Join two nodes when one has no data #1871

ASKozienko · 2018-03-21T08:57:07Z

For example I have 2 metrics (temp1, temp2). But only one has incoming data. Maybe temp2 sensor is turned off, does not matter. For my condition "t1.value" > 0 OR "t2.value" > 0 temp2 is not relevant. But I didn't see in the log any point with prefix P1 after join, join does not happen. So the question is how to make full outer join in my case?

PS. if temp2 has incoming data it works fine

var temp1 = batch
    |query('SELECT mean(value) AS value FROM "my_db"."autogen".temp1')
        .period(10s)
        .every(5s)
        .groupBy(time(2s), *)
        .fill(0)
    |log()
        .prefix('P0-1')
        .level('DEBUG')

var temp2 = batch
    |query('SELECT mean(value) AS value FROM "my_db"."autogen".temp2')
        .period(10s)
        .every(5s)
        .groupBy(time(2s), *)
        .fill(0)
    |log()
        .prefix('P0-2')
        .level('DEBUG')

temp1
    |join(temp2)
        .tolerance(5s)
        .fill('null')
        .as('t1', 't2')
    |default()
        .field('t1.value', -1)
        .field('t2.value', -1)
    |log()
        .prefix('P1')
        .level('DEBUG')
     |where(lambda: "t1.value" > 0 OR "t2.value" > 0)
     |alert()

The text was updated successfully, but these errors were encountered:

conet · 2018-05-26T03:40:34Z

I'm seeing the same behavior that fill('null') or fill(value) does not work on the JoinNode. I'm using kapacitor 1.4.1.

conet · 2018-05-26T04:48:43Z

Looking at the join code I have a hunch that I'm hitting this condition.
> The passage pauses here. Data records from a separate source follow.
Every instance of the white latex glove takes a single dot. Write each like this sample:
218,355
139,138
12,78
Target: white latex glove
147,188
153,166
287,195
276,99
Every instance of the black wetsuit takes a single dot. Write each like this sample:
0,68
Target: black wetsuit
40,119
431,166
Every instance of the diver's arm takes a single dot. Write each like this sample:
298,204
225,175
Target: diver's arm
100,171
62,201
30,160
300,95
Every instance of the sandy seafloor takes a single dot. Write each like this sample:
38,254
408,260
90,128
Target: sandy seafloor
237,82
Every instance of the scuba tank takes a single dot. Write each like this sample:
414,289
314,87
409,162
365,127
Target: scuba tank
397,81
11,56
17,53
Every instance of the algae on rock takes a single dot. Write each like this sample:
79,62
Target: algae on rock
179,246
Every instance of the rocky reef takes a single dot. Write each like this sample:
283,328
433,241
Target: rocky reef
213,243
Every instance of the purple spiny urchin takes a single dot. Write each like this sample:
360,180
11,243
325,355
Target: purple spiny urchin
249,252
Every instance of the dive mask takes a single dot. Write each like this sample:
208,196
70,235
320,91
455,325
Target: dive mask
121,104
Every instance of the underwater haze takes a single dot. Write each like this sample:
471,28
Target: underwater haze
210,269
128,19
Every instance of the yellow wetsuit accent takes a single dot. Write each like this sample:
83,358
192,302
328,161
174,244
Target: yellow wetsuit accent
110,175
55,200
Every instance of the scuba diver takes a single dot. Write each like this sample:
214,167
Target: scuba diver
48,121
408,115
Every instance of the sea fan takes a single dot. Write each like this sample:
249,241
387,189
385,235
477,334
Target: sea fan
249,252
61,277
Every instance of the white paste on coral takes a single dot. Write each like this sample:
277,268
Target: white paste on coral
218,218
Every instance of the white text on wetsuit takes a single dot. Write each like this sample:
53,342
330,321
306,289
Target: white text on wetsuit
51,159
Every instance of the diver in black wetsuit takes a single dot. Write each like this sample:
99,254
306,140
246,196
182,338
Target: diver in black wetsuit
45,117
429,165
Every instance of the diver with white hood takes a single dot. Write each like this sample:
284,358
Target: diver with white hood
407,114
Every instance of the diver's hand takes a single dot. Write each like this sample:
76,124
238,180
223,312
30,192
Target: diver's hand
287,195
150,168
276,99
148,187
For example one has measurement A and B and measurement A has series A,x A,y and A,z and B has series B,x and B,y outer join will only join A,B,x and A,B,y because of that condition. If B would have B,z but some points were missing then the outer join would work as defined.

Could this be fixed or at least the documentation be updated to avoid confusion?
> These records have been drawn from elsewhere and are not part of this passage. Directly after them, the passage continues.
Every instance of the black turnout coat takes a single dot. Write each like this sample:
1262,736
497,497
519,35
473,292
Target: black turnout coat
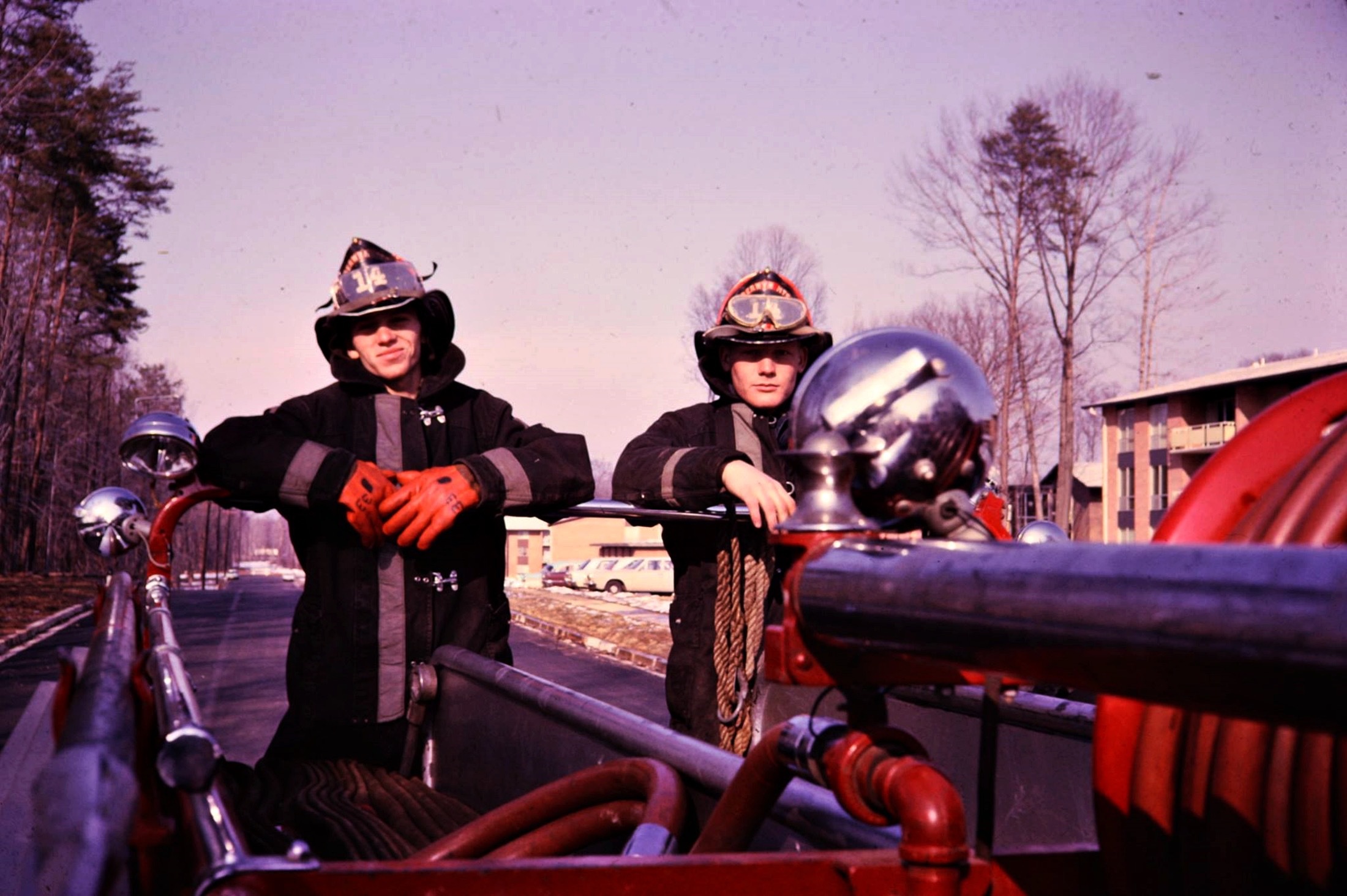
366,614
678,464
sdicataldo · 2019-05-08T12:03:24Z

Hey guys,
not clear if this issue has been sorted.
I have the scenario when a batch query return no data.
how I can manage this scenario?
join or union doesn't work

oraclecaicai · 2019-09-16T03:16:23Z

Kapacitor: 1.5.3
InfluxDB: 1.7.8

Hi guys,
I have a TICKscript like this:

var req_all = stream
|from()
.measurement('request_log')
|window()
.period(1m)
.every(1m)
|count('step')
.as('cnt')

var req_err = stream
|from()
.measurement('request_log')
.where(lambda: "status" =~ /^5\d\d$/)
|window()
.period(1m)
.every(1m)
|count('step')
.as('cnt')

req_err
|join(req_all)
.as('err', 'all')
.fill(0)
|eval(lambda: "all.cnt", lambda: (float("all.cnt") - float("err.cnt")) / float("all.cnt") * 100.0)
.as('qpm', 'succ_rate')
|influxDBOut()
.database('data')
.measurement('request_stats')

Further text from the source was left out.